Sindicato de Categoria Profissional Diferenciada, Empregados e Trabalhadores do Ramo de Atividade de Vigilância e Segurança Privada de Campinas e Região

DESRESPEITO AO MOVIMENTO SINDICAL POR INTEGRANTE DO CONASEP EM AUDIÊNCIA PÚBLICA DEMONSTRA DE QUE LADO ELES ESTÃO

A história do movimento sindical não pode ser ignorada, muito menos desrespeitada. Os sindicatos, federações e confederações foram construídos com luta, coragem e responsabilidade, e são eles que carregam, de forma legítima, a missão de representar os trabalhadores e defender aquilo que é mais importante para a categoria: o direito coletivo.

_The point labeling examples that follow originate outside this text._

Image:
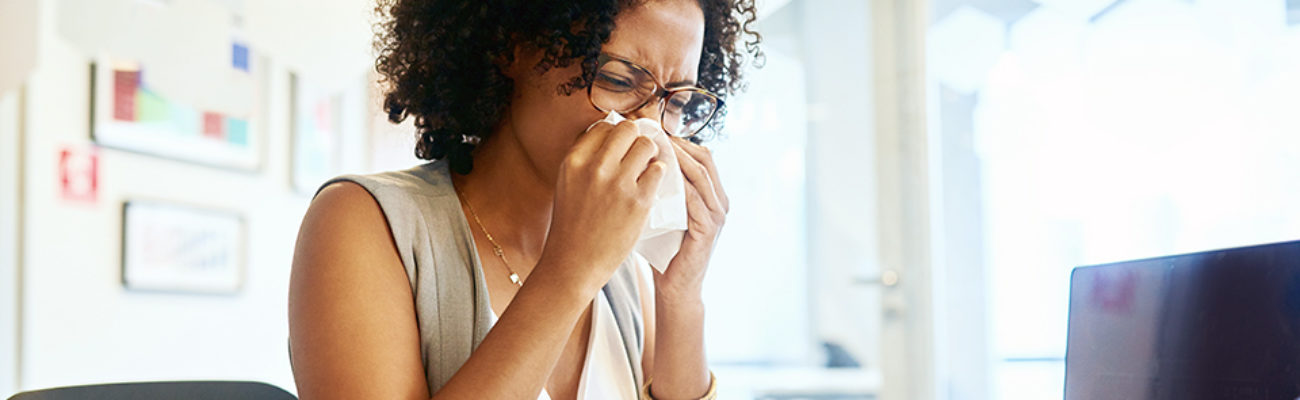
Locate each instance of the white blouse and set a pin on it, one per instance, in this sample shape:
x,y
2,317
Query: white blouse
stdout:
x,y
606,370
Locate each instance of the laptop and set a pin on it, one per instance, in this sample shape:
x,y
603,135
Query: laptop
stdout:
x,y
1212,325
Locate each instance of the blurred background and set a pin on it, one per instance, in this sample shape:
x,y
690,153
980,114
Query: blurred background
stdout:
x,y
913,179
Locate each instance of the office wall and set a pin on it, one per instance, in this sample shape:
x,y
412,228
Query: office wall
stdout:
x,y
9,126
78,324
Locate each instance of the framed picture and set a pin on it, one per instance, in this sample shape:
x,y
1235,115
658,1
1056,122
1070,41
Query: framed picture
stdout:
x,y
325,120
180,248
212,118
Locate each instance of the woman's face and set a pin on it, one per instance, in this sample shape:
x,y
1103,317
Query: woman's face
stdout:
x,y
666,37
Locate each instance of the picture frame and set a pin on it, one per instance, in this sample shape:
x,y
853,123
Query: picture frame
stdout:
x,y
324,120
180,248
213,120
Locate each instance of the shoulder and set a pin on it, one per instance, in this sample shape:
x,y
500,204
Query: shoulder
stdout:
x,y
350,303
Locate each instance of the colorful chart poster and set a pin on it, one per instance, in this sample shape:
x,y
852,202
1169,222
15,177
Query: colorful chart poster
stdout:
x,y
130,113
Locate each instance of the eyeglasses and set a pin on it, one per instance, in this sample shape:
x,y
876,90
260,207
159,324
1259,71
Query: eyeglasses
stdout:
x,y
624,87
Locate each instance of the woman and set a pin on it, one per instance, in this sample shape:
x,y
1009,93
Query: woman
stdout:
x,y
389,298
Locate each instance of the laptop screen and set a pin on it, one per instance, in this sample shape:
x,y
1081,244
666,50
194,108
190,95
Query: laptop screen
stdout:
x,y
1213,325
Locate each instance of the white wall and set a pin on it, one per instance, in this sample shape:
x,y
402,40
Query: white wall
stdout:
x,y
9,131
79,325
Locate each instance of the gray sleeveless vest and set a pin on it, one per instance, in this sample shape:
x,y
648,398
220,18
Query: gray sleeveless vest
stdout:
x,y
438,252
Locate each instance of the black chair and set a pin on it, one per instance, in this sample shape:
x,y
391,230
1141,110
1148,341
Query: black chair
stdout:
x,y
195,390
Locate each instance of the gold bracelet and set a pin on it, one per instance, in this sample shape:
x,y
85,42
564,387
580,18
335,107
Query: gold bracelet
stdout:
x,y
710,395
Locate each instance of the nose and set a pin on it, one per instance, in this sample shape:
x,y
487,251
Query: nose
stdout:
x,y
649,111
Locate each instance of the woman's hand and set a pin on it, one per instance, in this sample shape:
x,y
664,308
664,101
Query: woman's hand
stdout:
x,y
706,208
603,194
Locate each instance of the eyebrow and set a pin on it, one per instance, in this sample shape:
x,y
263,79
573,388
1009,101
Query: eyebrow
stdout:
x,y
635,57
680,83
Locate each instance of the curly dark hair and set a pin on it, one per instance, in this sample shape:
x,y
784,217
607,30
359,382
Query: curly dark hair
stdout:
x,y
441,60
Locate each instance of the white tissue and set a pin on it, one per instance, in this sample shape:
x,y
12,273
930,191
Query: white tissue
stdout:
x,y
661,238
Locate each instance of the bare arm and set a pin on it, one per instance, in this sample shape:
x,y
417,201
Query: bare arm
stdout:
x,y
352,324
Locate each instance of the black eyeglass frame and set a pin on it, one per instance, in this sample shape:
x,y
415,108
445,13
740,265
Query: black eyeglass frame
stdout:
x,y
659,94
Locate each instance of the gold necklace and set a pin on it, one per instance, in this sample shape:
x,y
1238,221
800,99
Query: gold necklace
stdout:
x,y
495,248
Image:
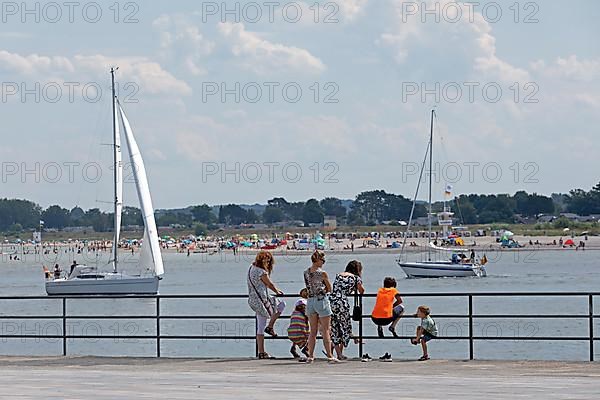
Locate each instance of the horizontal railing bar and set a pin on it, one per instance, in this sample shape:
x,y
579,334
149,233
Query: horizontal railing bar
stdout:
x,y
233,317
220,337
244,296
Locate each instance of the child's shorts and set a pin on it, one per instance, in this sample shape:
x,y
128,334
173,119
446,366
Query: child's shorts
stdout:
x,y
426,337
319,306
396,313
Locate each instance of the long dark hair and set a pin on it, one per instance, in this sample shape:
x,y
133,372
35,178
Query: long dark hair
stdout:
x,y
354,267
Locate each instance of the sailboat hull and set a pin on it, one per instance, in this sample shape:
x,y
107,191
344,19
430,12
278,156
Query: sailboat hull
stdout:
x,y
117,286
440,270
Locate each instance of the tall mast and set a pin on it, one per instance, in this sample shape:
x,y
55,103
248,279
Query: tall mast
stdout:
x,y
430,186
115,167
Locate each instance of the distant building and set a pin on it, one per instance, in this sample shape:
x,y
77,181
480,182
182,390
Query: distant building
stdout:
x,y
78,229
330,222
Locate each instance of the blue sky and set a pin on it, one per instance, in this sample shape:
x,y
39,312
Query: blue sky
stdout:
x,y
367,60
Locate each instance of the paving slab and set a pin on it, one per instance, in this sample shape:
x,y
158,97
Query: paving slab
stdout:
x,y
150,378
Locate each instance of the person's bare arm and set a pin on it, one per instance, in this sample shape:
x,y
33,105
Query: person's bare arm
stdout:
x,y
269,283
360,287
326,282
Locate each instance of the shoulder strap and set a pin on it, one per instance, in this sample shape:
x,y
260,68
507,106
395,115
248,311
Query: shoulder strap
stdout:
x,y
266,302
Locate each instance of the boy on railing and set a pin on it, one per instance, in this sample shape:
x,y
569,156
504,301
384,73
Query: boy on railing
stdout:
x,y
426,331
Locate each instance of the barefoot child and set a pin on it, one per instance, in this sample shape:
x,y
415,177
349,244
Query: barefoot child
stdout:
x,y
426,331
388,310
388,307
298,330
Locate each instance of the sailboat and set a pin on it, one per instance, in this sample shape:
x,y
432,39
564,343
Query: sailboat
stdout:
x,y
451,267
87,280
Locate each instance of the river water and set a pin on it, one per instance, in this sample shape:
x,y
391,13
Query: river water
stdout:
x,y
222,273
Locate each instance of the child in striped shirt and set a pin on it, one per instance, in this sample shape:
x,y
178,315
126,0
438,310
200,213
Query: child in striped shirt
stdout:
x,y
298,330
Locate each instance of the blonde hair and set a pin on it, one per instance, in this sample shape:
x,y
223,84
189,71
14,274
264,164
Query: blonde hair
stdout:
x,y
264,260
317,255
424,309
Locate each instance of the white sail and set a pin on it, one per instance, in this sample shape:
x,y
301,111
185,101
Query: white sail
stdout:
x,y
118,187
151,245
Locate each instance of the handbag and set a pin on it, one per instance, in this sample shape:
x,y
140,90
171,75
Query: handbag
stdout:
x,y
357,310
270,303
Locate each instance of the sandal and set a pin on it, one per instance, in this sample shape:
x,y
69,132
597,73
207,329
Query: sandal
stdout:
x,y
305,351
294,352
270,331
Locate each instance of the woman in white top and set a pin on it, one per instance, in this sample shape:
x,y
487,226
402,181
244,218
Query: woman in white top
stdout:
x,y
266,306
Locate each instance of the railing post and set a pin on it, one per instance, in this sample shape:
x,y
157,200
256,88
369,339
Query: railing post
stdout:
x,y
64,318
471,357
255,336
591,324
157,326
360,326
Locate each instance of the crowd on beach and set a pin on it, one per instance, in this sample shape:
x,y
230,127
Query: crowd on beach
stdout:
x,y
323,306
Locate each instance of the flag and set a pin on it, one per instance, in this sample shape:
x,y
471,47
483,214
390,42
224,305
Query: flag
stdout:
x,y
448,190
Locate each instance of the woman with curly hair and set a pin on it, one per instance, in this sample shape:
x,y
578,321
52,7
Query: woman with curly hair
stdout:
x,y
266,306
345,284
318,308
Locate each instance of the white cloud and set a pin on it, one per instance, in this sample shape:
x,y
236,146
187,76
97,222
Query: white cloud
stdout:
x,y
264,57
149,75
33,63
352,8
468,39
179,38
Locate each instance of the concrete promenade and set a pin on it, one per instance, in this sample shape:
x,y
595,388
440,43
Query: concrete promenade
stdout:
x,y
136,378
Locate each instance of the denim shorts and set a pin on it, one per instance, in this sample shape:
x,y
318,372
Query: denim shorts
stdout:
x,y
318,305
426,337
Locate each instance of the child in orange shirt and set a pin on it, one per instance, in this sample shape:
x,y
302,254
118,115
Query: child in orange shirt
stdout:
x,y
388,307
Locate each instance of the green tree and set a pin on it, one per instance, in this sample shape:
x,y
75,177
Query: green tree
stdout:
x,y
312,212
233,214
333,206
132,216
55,217
203,213
200,229
272,214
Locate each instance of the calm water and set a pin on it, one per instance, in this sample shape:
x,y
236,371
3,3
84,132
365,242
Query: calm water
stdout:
x,y
222,273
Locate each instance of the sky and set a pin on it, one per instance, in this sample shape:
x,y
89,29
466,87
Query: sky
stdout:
x,y
239,102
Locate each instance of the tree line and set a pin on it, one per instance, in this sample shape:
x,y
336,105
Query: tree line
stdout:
x,y
368,208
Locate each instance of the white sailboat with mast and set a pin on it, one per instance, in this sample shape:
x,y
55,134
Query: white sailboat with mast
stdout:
x,y
86,280
431,268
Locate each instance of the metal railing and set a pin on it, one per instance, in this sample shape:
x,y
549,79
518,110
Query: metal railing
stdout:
x,y
159,316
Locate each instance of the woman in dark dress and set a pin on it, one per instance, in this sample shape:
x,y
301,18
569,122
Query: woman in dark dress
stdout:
x,y
341,322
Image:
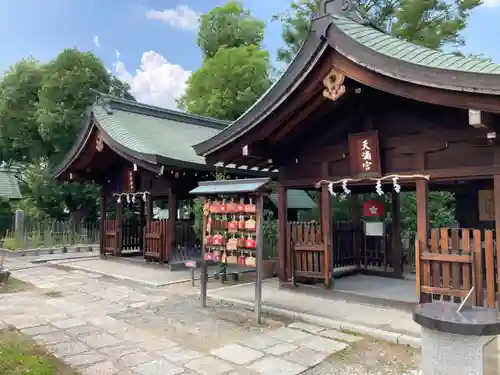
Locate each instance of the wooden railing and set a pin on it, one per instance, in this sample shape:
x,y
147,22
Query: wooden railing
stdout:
x,y
111,239
130,235
155,240
308,256
454,261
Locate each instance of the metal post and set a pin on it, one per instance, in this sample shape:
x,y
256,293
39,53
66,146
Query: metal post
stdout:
x,y
203,283
259,255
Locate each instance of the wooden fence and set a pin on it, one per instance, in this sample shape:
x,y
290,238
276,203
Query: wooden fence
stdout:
x,y
308,258
155,240
111,240
454,261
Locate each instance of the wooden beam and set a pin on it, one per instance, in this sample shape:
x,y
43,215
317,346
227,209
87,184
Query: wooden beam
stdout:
x,y
171,223
436,175
481,119
283,250
415,91
102,212
326,226
397,249
422,192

Enquanto muitos tentam transformar o debate trabalhista em interesses individuais, o sindicalismo sério sempre teve um papel essencial: garantir conquistas que beneficiam todos, como piso salarial, jornada justa, benefícios, condições dignas de trabalho e proteção contra abusos. Nenhuma dessas vitórias veio por acaso. Tudo foi conquistado com organização, negociação e enfrentamento.

Ontem, durante a Audiência Pública realizada na Comissão de Trabalho da Câmara dos Deputados, que debateu as condições de trabalho na segurança privada, ficou evidente a falta de conhecimento de algumas pessoas que se colocam como voz do setor, mas desconhecem a realidade vivida pelos trabalhadores e a importância da representação sindical legítima.

A segurança privada exige responsabilidade. E o debate sobre o futuro da categoria não pode ser conduzido por oportunismo, vaidade ou discursos vazios. Projetos de lei que apenas tentam revogar o Estatuto, mudar nomenclaturas ou propor mudanças superficiais não resolvem nada na vida do vigilante.

Vamos falar a verdade:

➡️ Mudar o uniforme e colocar a logo de uma associação muda alguma coisa na vida do vigilante? Não!
➡️ Mudar a nomenclatura da categoria traz benefício real para o trabalhador? Não!

O que muda a vida do vigilante é aquilo que tem impacto direto no bolso, na segurança e na dignidade:

✅ colete balístico de qualidade e obrigatório
✅ adicional de periculosidade de 30%
✅ blindagem nível 3 nos carros-fortes, com obrigatoriedade e fiscalização
✅ melhores salários e benefícios
✅ respeito à jornada e às condições de trabalho

Essas conquistas não surgiram em discursos. Elas foram construídas com a luta diária das entidades sindicais. Foram anos e anos de mobilização, greves e enfrentamento, como ocorreu na trajetória de mais de 15 anos de luta pelo Estatuto da Segurança Privada.

E é preciso lembrar: cada cláusula da Convenção Coletiva de Trabalho (CCT) é uma conquista que equivale a uma lei, porque protege o trabalhador diretamente e garante direitos reais.

Antes de dizer que sindicato não luta, é preciso conhecer a CCT e entender o que existe por trás de cada cláusula. Cada item ali tem história, tem batalha e tem resistência.

E mesmo com tantas conquistas, a luta continua.

A CONTRASP segue firme defendendo pautas essenciais como:

📌 aposentadoria especial para o vigilante
📌 porte de arma fora de serviço
📌 substituição do calibre .38 pelo .38 TPC
📌 uso do calibre 12 no Transporte de Valores e na escolta armada
📌 fortalecimento da fiscalização e combate à precarização

A participação do presidente João Soares, representando a CONTRASP, durante essa audiência pública, reforça o compromisso nacional da Confederação em defender os vigilantes e todos os profissionais da segurança privada, com seriedade, postura firme e responsabilidade.

Respeitar a história sindical é respeitar os trabalhadores.
Porque sem organização coletiva, não há valorização.
E sem representação legítima, não há conquistas reais.